That means public investors are not just buying rockets and satellites. They are buying exposure to Musk’s entire ecosystem including the parts that may be harder to control, regulate or monetize.
The filing also shines a light on inter-company relationships across Musk’s businesses. Business Insider reports that SpaceX and xAI purchased hundreds of millions of dollars’ worth of Tesla Megapacks and Cybertrucks, including $697 million in Megapacks across 2024 and 2025 and $131 million in Cybertrucks in 2025. These were disclosed as related-party transactions.
For some investors, that will reinforce the appeal of Musk’s vertically integrated empire. For others, it will raise governance questions.
And governance is already one of the biggest parts of the story.

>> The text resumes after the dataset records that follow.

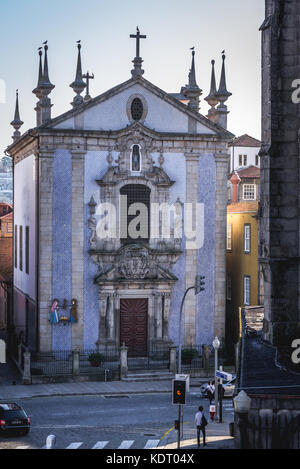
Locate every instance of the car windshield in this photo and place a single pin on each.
(14, 414)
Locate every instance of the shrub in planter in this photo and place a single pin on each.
(96, 359)
(187, 355)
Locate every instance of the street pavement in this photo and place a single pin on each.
(217, 433)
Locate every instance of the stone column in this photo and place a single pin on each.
(222, 159)
(78, 245)
(123, 361)
(192, 162)
(110, 321)
(45, 207)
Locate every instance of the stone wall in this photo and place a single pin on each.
(280, 176)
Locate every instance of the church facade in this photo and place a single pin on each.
(119, 204)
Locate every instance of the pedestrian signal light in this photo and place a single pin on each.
(179, 392)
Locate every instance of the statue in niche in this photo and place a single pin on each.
(73, 312)
(54, 318)
(136, 158)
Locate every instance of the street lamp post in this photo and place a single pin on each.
(216, 346)
(198, 287)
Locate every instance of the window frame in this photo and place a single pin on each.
(229, 286)
(131, 155)
(229, 238)
(27, 247)
(254, 191)
(247, 290)
(21, 248)
(16, 246)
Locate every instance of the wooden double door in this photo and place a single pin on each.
(134, 326)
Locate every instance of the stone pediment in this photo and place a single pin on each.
(135, 263)
(100, 108)
(149, 172)
(156, 175)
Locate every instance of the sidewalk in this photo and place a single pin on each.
(217, 437)
(217, 433)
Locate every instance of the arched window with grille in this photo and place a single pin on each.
(135, 214)
(137, 109)
(136, 159)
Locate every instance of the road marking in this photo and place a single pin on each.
(100, 445)
(74, 445)
(151, 444)
(126, 444)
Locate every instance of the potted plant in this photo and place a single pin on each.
(187, 355)
(96, 358)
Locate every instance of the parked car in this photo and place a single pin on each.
(228, 388)
(13, 418)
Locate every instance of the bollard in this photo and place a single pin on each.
(50, 442)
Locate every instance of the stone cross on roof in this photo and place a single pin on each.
(137, 36)
(137, 71)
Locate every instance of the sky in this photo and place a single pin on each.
(103, 26)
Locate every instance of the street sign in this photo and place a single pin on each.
(223, 375)
(179, 391)
(184, 378)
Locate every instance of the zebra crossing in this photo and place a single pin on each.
(125, 444)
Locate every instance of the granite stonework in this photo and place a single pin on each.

The S-1 makes clear that Elon Musk will remain firmly in control. TechCrunch reports that Musk will serve as CEO, CTO and chairman after the IPO, while holding enough voting power to retain control even after the company goes public. The filing shows Musk owns 93.6% of SpaceX’s Class B stock, which carries 10 votes per share, giving him 85.1% of current voting power.
That means SpaceX may become public, but it will not become conventionally accountable in the way many public companies are.
Investors will get access to one of the most consequential companies in the world, but they will also be betting on Musk’s control, priorities and risk appetite.
Starship remains the biggest operational variable. SpaceX says it expects Starship to begin payload delivery to orbit in the second half of 2026, with plans to use the vehicle for Starlink satellite deployments and eventually far more ambitious missions. SpaceX spent $3 billion on Starship research and development in 2025 and another $930 million in the first quarter of 2026.
That spending is central to the company’s long-term plan. SpaceX argues Starship could reduce the cost of reaching orbit by 99% or more compared with historical launch costs. If that happens, it could unlock everything from cheaper satellite deployment to lunar infrastructure, Mars missions and space-based computing.
But if Starship is delayed, crashes, or fails to achieve rapid reusability, the entire valuation story becomes harder to defend.
That is what makes this IPO so unusual.
Most companies go public with a clearer business model and a narrower set of risks. SpaceX is going public as a profitable-looking revenue engine in some areas, a capital-intensive moonshot in others, and an AI conglomerate still trying to prove its economics.
It has real revenue. It has dominant launch capability. It has Starlink. It has government contracts. It has one of the most valuable private infrastructure networks ever built.
But it also has enormous losses, massive capital expenditure, execution risk around Starship, AI legal exposure, governance questions and a future market narrative that stretches from global broadband to Mars colonies and orbital data centres.
That combination will make SpaceX one of the most fascinating public companies in the world.
For Wall Street, the IPO is not just a chance to buy into space. It is a chance to buy into Elon Musk’s most complete vision of the future — one where rockets, satellites, AI, chips, social media and compute infrastructure all converge under one corporate roof.
The risk is that this vision may be too big, too expensive and too dependent on one person.
The opportunity is that if even part of it works, SpaceX could become one of the defining companies of the next technological era.
Either way, this IPO changes the conversation.
SpaceX is no longer just preparing humanity for Mars.
It is preparing itself for Wall Street.